Я раздражённо захлопнула окно — задребезжали кусочки слюды в переплёте оконной рамы. Слишком медленно тянулось время в ожидании. Я сама толком не знала, чего ждать — то ль рати Свенельда, Твёрда Державича и Мстивоя Ратиборича у Киевских стен, то ль конных сотен Кури на степной дороге. А то ль Владимира с катами за спиной. Но хоть что-то да должно было случиться.
За спиной чуть скрипнула половица, и я обернулась так стремительно, что едва не уронила с головы повой. Чернавка смотрела встревоженно и чуть испуганно.
— Чего тебе? — спросила я неприязненно.
— Там… — придушённо ответила Потвора. Верна мне Потвора или нет? Для меня такого вопроса никогда не было — она служила при мне уже лет пять, я сама выдавала её замуж и была на её свадьбе посажёной матерью… я верила её, как себе.
— Что — там? — я холодно сжала губы. — Змей? Упырь? Владимир Святославич?
— Ратхар, — выдавила она.
— Какой Ратхар? — не поняла я. И вдруг поняла. — Свенельдов старшой?!
— Он.
— Отколь он взялся? — я вдруг поняла, что ничего глупее я доселе не спрашивала. — Веди его сюда.
Урманин глянул угрюмо и вновь уставился в пол.
— Рассказывай, — велела я занемевшими губами. Хотя рассказывать-то, собственно, было уже нечего. Всё кончилось. Волчий Хвост — чёрт его раздери совсем! — оставил от всего нашего дела рожки да ножки. Остался один только Куря, к коему я недавно послала вестоношу. Про это я и сказала Ратхару.

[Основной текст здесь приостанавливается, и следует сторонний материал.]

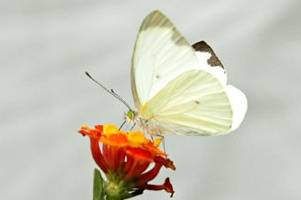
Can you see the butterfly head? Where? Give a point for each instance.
(131, 115)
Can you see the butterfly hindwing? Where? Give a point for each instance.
(195, 103)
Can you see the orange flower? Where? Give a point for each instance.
(125, 158)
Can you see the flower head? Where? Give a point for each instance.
(129, 160)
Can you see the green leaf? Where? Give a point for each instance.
(98, 191)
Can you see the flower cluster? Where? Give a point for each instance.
(129, 160)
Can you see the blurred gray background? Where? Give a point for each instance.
(45, 47)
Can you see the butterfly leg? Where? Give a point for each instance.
(122, 125)
(133, 126)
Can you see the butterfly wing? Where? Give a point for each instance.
(161, 53)
(174, 86)
(195, 103)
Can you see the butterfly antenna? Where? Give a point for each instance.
(111, 91)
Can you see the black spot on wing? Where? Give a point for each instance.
(213, 61)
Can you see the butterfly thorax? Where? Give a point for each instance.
(146, 125)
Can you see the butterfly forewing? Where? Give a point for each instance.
(161, 53)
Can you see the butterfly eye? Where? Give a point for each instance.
(130, 114)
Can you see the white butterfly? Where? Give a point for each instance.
(179, 88)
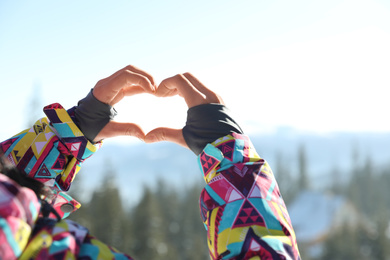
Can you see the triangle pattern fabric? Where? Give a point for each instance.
(39, 146)
(254, 246)
(59, 163)
(227, 149)
(234, 195)
(16, 155)
(208, 163)
(248, 216)
(7, 144)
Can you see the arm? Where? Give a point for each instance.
(53, 150)
(241, 205)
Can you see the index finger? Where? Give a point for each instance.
(132, 69)
(180, 85)
(107, 89)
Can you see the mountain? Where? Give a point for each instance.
(137, 164)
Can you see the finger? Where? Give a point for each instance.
(127, 91)
(113, 129)
(181, 85)
(133, 69)
(166, 134)
(107, 89)
(210, 95)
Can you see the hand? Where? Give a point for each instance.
(125, 82)
(193, 92)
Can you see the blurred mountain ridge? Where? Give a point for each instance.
(138, 164)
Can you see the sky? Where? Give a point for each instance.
(317, 66)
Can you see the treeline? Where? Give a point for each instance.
(368, 190)
(166, 224)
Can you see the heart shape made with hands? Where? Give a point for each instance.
(131, 81)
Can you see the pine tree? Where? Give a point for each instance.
(303, 182)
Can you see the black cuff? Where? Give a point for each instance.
(207, 123)
(92, 115)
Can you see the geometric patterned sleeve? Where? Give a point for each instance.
(52, 152)
(241, 205)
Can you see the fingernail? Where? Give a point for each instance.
(150, 138)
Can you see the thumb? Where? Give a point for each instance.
(166, 134)
(114, 128)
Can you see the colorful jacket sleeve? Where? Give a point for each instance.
(51, 152)
(241, 206)
(23, 235)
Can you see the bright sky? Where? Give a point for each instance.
(314, 65)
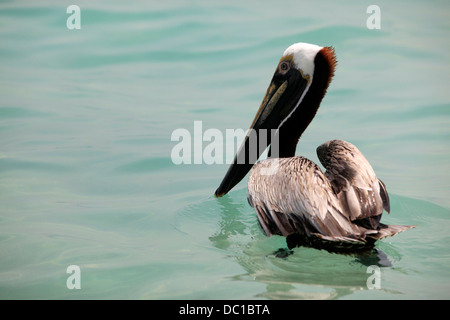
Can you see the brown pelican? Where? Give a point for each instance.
(337, 210)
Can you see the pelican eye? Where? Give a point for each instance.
(284, 66)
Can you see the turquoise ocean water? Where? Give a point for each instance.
(87, 178)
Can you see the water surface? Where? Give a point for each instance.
(87, 179)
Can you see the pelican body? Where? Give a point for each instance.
(337, 210)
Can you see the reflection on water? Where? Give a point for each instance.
(306, 273)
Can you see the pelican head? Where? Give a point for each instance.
(291, 101)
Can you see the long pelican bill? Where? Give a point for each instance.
(283, 95)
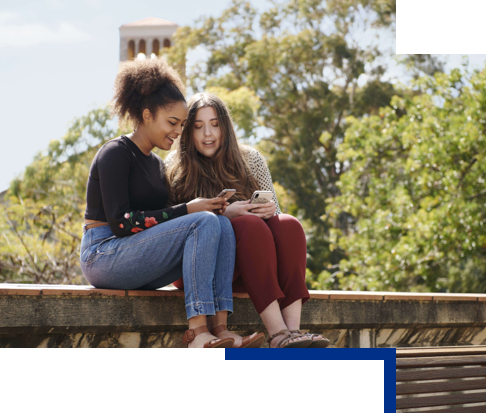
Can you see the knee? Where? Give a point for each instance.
(248, 222)
(251, 226)
(208, 222)
(290, 224)
(225, 224)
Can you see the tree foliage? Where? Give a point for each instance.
(415, 191)
(303, 69)
(42, 213)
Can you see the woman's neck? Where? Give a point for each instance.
(140, 138)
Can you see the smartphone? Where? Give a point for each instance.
(228, 193)
(261, 197)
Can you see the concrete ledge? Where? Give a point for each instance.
(82, 316)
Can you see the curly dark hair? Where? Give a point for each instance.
(145, 84)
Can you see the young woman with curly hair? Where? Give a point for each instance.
(270, 246)
(132, 238)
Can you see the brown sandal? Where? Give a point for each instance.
(191, 334)
(246, 342)
(285, 343)
(318, 343)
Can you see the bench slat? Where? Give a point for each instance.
(468, 409)
(442, 386)
(449, 351)
(448, 400)
(450, 373)
(411, 362)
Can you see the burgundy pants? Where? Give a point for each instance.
(270, 260)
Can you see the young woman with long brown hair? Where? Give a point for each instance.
(270, 246)
(132, 238)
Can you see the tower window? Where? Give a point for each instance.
(131, 50)
(141, 47)
(156, 47)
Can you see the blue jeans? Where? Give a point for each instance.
(199, 247)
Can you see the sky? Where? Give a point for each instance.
(59, 59)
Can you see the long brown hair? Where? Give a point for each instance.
(192, 175)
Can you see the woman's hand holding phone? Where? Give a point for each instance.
(239, 208)
(265, 211)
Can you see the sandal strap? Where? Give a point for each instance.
(302, 333)
(218, 329)
(191, 334)
(285, 332)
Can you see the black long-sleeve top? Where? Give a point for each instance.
(127, 189)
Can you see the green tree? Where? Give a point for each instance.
(415, 191)
(304, 65)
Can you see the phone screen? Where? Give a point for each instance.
(227, 192)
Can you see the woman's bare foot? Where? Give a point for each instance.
(201, 339)
(294, 339)
(238, 339)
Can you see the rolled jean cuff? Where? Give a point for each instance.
(224, 304)
(200, 308)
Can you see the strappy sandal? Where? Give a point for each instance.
(246, 342)
(318, 343)
(191, 334)
(286, 343)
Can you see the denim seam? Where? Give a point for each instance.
(145, 240)
(193, 275)
(111, 252)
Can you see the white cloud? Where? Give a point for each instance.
(6, 16)
(95, 4)
(55, 4)
(27, 35)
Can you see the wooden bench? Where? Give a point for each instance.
(443, 379)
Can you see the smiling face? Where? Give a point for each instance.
(167, 125)
(207, 133)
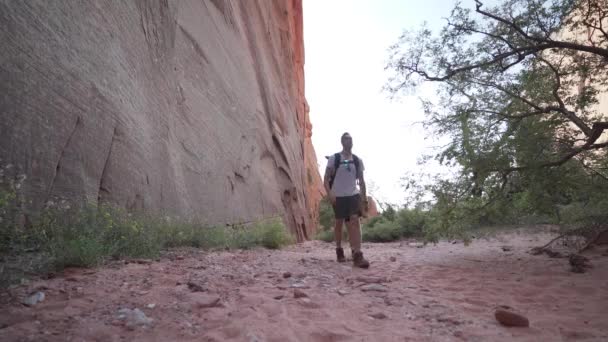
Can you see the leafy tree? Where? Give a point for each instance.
(517, 88)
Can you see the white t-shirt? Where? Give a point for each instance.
(345, 181)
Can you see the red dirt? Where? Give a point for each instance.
(446, 292)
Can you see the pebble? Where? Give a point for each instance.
(34, 298)
(343, 292)
(134, 317)
(509, 318)
(378, 315)
(374, 287)
(203, 301)
(297, 293)
(194, 287)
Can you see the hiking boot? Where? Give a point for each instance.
(359, 260)
(340, 254)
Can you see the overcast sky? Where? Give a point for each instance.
(346, 44)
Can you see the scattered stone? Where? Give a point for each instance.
(374, 288)
(448, 320)
(203, 301)
(194, 287)
(371, 280)
(458, 334)
(306, 302)
(134, 317)
(33, 299)
(507, 317)
(553, 254)
(378, 315)
(578, 263)
(297, 293)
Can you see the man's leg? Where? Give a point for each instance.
(338, 239)
(338, 232)
(354, 232)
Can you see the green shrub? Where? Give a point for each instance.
(325, 235)
(89, 236)
(326, 214)
(382, 231)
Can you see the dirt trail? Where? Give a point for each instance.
(446, 292)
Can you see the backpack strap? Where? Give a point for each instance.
(337, 158)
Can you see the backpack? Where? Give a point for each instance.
(337, 160)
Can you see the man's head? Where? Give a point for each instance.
(347, 141)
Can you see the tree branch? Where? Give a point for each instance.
(552, 43)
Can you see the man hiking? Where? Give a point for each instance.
(343, 171)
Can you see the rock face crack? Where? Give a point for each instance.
(61, 157)
(193, 109)
(104, 190)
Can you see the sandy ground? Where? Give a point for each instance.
(444, 292)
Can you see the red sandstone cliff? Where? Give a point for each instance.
(188, 108)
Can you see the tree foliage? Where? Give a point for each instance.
(517, 92)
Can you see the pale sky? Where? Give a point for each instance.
(346, 44)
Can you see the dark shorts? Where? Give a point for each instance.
(346, 207)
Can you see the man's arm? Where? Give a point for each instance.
(329, 171)
(363, 187)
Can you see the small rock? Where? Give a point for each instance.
(458, 334)
(448, 320)
(203, 301)
(194, 287)
(297, 293)
(374, 288)
(306, 302)
(343, 293)
(33, 299)
(578, 263)
(378, 315)
(371, 280)
(509, 318)
(134, 317)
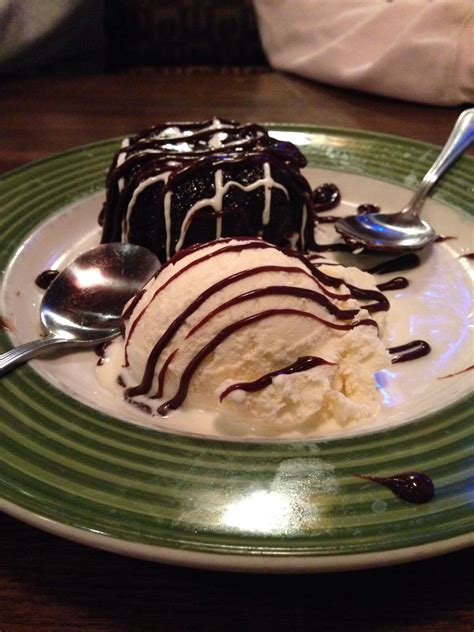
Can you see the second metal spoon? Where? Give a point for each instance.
(405, 230)
(83, 305)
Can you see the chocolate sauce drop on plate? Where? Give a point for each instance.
(5, 324)
(409, 351)
(397, 283)
(468, 368)
(362, 209)
(413, 487)
(404, 262)
(45, 279)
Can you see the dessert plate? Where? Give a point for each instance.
(237, 502)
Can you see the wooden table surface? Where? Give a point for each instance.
(47, 583)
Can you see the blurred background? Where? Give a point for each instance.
(81, 36)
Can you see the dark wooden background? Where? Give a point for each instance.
(49, 584)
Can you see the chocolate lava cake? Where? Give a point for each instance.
(178, 184)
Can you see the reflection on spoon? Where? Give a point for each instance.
(83, 304)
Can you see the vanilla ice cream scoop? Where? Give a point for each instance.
(256, 333)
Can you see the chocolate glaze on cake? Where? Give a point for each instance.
(179, 184)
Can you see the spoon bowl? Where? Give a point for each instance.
(385, 232)
(83, 305)
(404, 231)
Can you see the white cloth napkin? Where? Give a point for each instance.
(418, 50)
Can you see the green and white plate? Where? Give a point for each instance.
(76, 463)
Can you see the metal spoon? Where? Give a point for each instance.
(82, 306)
(405, 230)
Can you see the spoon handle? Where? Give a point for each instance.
(18, 355)
(461, 137)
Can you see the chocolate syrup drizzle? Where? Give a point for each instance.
(321, 296)
(45, 279)
(243, 151)
(302, 364)
(412, 487)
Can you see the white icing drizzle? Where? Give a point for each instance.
(220, 190)
(141, 187)
(121, 159)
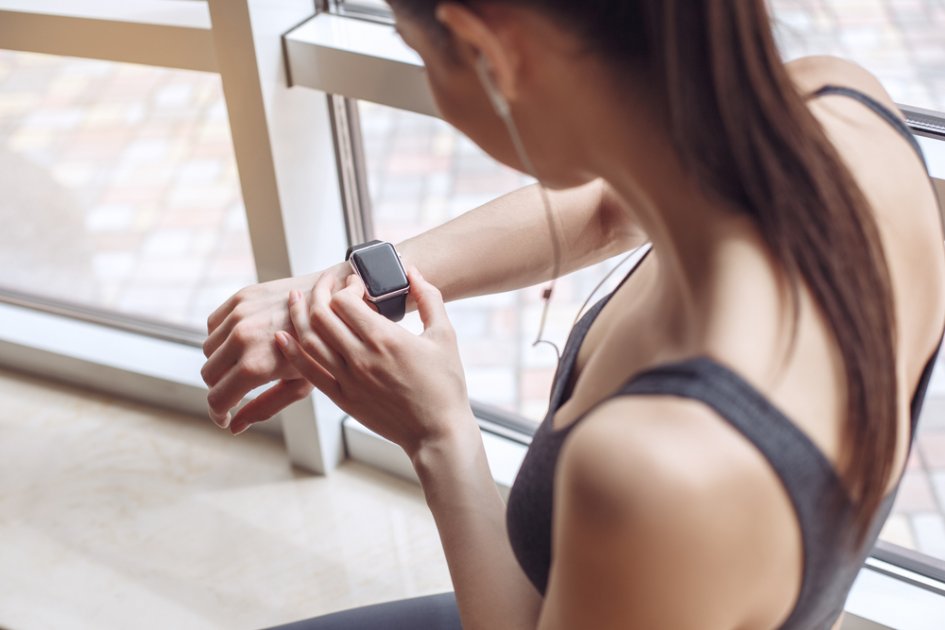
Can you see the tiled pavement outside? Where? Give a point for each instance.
(120, 190)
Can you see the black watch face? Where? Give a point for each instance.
(380, 269)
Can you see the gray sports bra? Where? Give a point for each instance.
(824, 512)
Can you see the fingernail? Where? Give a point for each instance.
(282, 339)
(221, 421)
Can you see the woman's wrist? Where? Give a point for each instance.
(454, 449)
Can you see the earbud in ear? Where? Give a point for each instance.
(499, 103)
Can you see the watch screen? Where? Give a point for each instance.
(380, 269)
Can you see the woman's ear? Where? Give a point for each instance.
(484, 42)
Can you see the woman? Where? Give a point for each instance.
(728, 428)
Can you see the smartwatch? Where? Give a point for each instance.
(378, 265)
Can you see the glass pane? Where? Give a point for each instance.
(900, 42)
(120, 188)
(918, 519)
(421, 173)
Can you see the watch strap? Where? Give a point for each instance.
(393, 308)
(355, 248)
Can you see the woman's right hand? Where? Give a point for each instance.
(242, 354)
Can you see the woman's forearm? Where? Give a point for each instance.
(506, 244)
(491, 589)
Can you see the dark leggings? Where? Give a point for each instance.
(434, 612)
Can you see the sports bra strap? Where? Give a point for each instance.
(878, 108)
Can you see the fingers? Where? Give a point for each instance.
(306, 365)
(218, 316)
(326, 323)
(230, 390)
(349, 305)
(429, 302)
(269, 403)
(221, 361)
(312, 343)
(217, 335)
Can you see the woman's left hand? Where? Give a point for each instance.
(408, 388)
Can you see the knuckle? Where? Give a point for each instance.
(215, 401)
(249, 369)
(320, 316)
(309, 343)
(242, 334)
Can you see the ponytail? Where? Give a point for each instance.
(740, 123)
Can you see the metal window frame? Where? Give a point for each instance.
(294, 193)
(286, 163)
(359, 53)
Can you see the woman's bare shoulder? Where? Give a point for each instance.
(665, 481)
(814, 72)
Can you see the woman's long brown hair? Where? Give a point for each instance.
(740, 124)
(737, 118)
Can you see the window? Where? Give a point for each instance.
(121, 195)
(421, 172)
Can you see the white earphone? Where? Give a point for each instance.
(499, 103)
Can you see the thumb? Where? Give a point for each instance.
(429, 301)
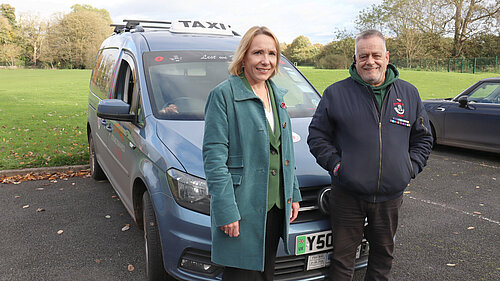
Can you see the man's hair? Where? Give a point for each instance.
(236, 66)
(367, 34)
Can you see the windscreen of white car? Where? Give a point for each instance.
(179, 83)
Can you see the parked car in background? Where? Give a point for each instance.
(147, 95)
(471, 119)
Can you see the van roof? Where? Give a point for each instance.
(181, 34)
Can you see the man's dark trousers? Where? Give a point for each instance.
(347, 215)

— Не поможет, — бросил он то самое, чего я опасалась. — Теперь у Владимира руки развязаны, он Курю встретить сможет на самой меже, у Роси.
— Да что ж делать-то?! — я в отчаянии всплеснула руками.
— Затаиться и ждать, — всё так угрюмо ответил урманин. — Больше нечего.
— А ты как сюда попал? В Кром-то?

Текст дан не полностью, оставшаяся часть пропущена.